While they loved their time across the pond, they were eager to get back to the United States to teach again with Participate Learning (formerly VIF)–although this time, as a family. They were newly married and expecting their first child, Nicolas. During their second stay, they were able to integrate into the culture more quickly, and they acted as mentors for incoming teachers by giving advice from their previous personal experiences. By the time their second term ended, they had had another child, Thomas, and were heading off to Nairobi, Kenya, to teach for six years.
Since then, they have remained on the international teaching circuit and have moved to take part in cultural exchange in many other countries, including Tanzania, Thailand, Ghana, and Indonesia, where they are currently living. They have loved being able to explore the world and immerse themselves in new cultures. Hélène and Gaëtan believe that their experience teaching in the United States for six years with Participate Learning was invaluable because it opened the doors to a life they never thought possible.

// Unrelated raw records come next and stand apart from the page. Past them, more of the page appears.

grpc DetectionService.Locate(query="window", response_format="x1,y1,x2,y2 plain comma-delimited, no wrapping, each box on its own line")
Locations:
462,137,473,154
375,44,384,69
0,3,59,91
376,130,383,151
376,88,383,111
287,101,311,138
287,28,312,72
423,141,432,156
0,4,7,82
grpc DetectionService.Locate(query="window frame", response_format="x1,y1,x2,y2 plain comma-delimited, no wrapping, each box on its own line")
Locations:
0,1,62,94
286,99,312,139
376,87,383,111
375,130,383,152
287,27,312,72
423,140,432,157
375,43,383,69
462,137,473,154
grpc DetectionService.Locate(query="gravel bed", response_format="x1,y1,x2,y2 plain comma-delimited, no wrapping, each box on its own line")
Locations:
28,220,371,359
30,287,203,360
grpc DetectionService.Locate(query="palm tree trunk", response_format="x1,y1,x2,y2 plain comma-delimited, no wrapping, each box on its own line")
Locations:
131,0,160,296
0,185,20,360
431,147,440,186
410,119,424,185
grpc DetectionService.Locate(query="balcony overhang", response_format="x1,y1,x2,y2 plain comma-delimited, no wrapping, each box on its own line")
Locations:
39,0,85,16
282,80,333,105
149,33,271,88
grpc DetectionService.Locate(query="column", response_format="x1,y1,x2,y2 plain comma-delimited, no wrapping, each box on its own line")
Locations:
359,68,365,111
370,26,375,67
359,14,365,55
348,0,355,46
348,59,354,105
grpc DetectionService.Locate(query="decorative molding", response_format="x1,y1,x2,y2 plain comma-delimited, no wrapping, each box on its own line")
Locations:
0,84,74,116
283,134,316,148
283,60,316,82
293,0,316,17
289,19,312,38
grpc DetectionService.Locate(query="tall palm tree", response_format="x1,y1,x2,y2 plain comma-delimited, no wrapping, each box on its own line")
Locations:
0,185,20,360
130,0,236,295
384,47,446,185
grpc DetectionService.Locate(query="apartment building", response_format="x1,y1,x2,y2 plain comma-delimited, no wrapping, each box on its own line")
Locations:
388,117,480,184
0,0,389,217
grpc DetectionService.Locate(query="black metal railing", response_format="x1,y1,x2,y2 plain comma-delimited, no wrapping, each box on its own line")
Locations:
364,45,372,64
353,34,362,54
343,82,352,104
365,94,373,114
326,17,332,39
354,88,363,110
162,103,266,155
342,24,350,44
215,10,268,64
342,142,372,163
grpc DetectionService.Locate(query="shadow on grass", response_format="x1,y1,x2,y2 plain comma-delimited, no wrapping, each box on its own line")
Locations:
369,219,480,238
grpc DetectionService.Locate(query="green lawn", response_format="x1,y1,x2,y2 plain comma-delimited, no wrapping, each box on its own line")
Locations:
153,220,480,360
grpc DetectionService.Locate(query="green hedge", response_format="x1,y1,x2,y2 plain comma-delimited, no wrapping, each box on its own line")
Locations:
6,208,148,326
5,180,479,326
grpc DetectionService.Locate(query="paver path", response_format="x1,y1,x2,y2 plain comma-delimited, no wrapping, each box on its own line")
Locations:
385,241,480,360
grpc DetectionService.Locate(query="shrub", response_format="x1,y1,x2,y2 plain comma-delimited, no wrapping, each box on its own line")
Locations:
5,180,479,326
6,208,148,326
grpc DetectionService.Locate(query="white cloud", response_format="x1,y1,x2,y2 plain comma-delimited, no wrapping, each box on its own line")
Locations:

Not only have they been able to experience new cultures themselves, but their sons have had the unique opportunity to be educated around the world alongside peers from many different backgrounds. Hélène and Gaëtan feel that a global education has helped make their sons comfortable in a variety of settings, with the ability to communicate and connect with people from all walks of life. They have friends around the world that they keep in touch with.
Coming full circle
Despite the obvious surface-level differences in places, Hélène and Gaëtan have found more commonalities than differences with the people they meet. No matter the location, everyone wants the same things in life: the ability to meet their needs, live peacefully, access education, and chase their dreams. As they have built connections in each place, it has made it hard for them to set their heart on just one country to live in.
Today, while Hélène and Gaëtan continue teaching at Jakarta Intercultural School, their oldest son, Nicolas, is about to begin his first year of college after earning his International Baccalaureate diploma in Jakarta. He applied to a variety of colleges around the world but is going to begin attending Elon University in North Carolina starting this fall on a presidential scholarship.
While Nicolas was born in North Carolina, he hasn’t been back since he was three years old. Now, eighteen years later, he will return to study at a university that is thirty minutes from his birthplace. After years of exploring the world and building connections in many countries, his heart has remained set on North Carolina thanks to the impact that it had on the lives of his parents.
If Hélène and Gaëtan could give any advice to incoming ambassador teachers, they would encourage them to be open, embrace the newness, and explore their area so that they can build relationships and feel a sense of belonging to their U.S. communities. And who knows? Maybe Hélène and Gaëtan will make their way back to North Carolina one day, too.